Robert A. Starr (born December 17, 1942) is an American politician from Vermont who served as a Democratic member of the Vermont State Senate from 2005 to 2025. He has represented the Essex-Orleans senate district since 2004. Since redistricting in 2022 he has represented the Orleans District. He had previously spent 25 years in the Vermont House of Representatives.

==Biography==
Robert Starr was born in Hartford, Connecticut, on December 17, 1942. He has lived in Troy, Vermont since moving there in 1944. He received an Associate Degree in agriculture from Vermont Technical College.

Starr is married to Anita Cadieux. The couple has one son.

He is a professional truck driver. Starr is president of his own transportation company.
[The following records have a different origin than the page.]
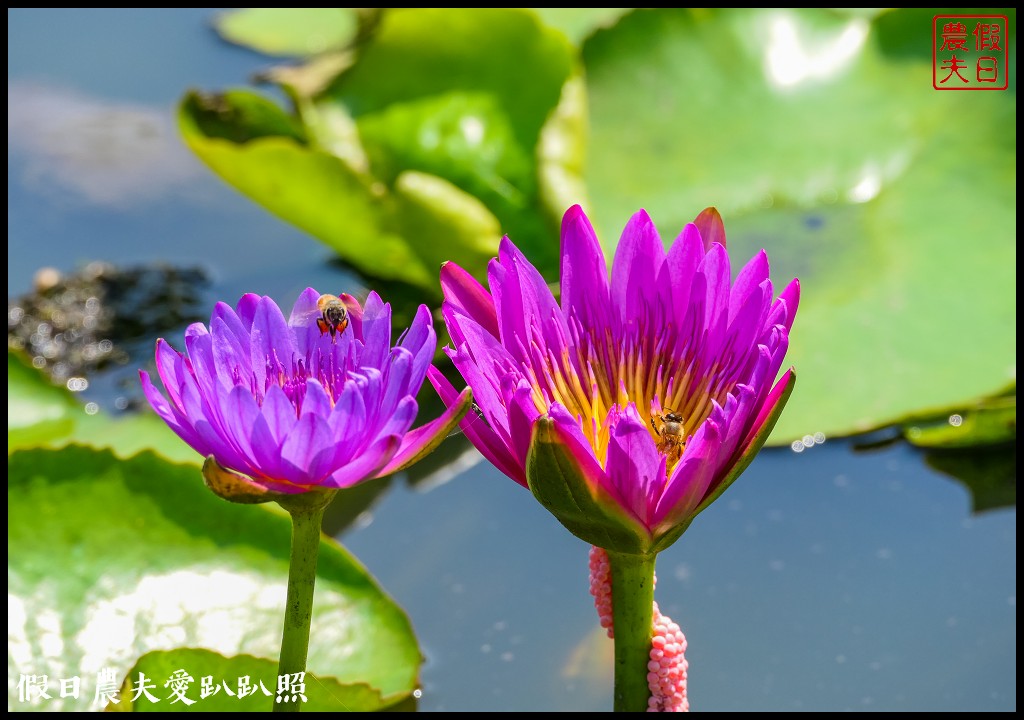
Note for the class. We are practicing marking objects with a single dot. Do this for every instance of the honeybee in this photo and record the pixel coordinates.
(334, 316)
(670, 428)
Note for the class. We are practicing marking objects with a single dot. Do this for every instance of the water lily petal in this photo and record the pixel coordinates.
(418, 442)
(464, 292)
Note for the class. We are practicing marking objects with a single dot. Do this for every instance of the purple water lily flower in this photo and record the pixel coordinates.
(320, 400)
(633, 404)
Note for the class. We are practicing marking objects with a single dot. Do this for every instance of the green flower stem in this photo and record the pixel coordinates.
(307, 517)
(632, 611)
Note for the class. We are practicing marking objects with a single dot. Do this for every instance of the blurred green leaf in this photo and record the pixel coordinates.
(422, 52)
(315, 191)
(989, 473)
(37, 411)
(241, 116)
(42, 415)
(578, 23)
(844, 163)
(989, 422)
(424, 147)
(289, 31)
(462, 136)
(110, 559)
(322, 693)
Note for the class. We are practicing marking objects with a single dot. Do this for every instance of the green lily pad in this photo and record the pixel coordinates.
(422, 119)
(215, 687)
(289, 31)
(578, 23)
(821, 139)
(110, 559)
(988, 473)
(42, 415)
(312, 188)
(991, 421)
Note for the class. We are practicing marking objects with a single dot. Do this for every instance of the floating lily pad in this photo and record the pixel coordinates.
(821, 140)
(110, 559)
(991, 421)
(289, 31)
(578, 23)
(42, 415)
(240, 683)
(422, 94)
(988, 473)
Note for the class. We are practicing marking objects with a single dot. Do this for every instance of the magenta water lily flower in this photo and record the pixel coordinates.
(318, 400)
(634, 403)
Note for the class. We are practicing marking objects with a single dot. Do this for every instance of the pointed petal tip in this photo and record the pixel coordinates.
(712, 227)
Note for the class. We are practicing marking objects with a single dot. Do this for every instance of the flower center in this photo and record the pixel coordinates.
(595, 376)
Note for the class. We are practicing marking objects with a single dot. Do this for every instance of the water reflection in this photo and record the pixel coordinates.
(107, 154)
(102, 321)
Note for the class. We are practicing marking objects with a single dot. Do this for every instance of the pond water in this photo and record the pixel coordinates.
(827, 580)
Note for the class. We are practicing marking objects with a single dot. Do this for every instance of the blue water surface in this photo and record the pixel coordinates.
(828, 580)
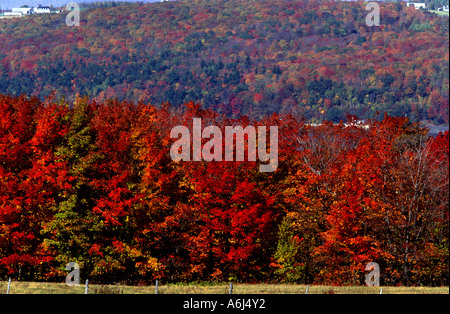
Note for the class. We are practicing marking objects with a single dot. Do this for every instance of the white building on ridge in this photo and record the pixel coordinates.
(417, 5)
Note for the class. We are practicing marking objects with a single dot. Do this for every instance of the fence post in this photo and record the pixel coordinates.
(9, 285)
He is director of the Vermont Truck and Bus Association.

==Public life==

===Vermont General Assembly===
Starr was elected to the Vermont House of Representatives in 1978 and served there until 2004. From 1985 to 2000, he chaired the House Agriculture Committee. He was elected to the Vermont Senate in 2004 and was re-elected two years later. Starr continued to win reelection until 2024, when he retired. He was succeeded by Republican Samuel Douglass.

===Other government service===
- Troy school board
- Orleans-Essex North Supervisory Union, school board
- Troy zoning board
- Troy planning commission
- Troy board of civil authority
- Troy town moderator
- North Country Union High School moderator
- Trustee, Vermont State Colleges

==Goodyear Highway Hero award==
On September 14, 2005, there was an incident near Trois-Rivières, Quebec involving Starr. While driving in a truck, the pavement collapsed and Starr's vehicle as well as another passenger car driven by a woman went off the road. The woman's car caught fire and she was trapped in it. Starr was able to rescue the driver. For this effort he was later awarded the Goodyear Highway Hero award.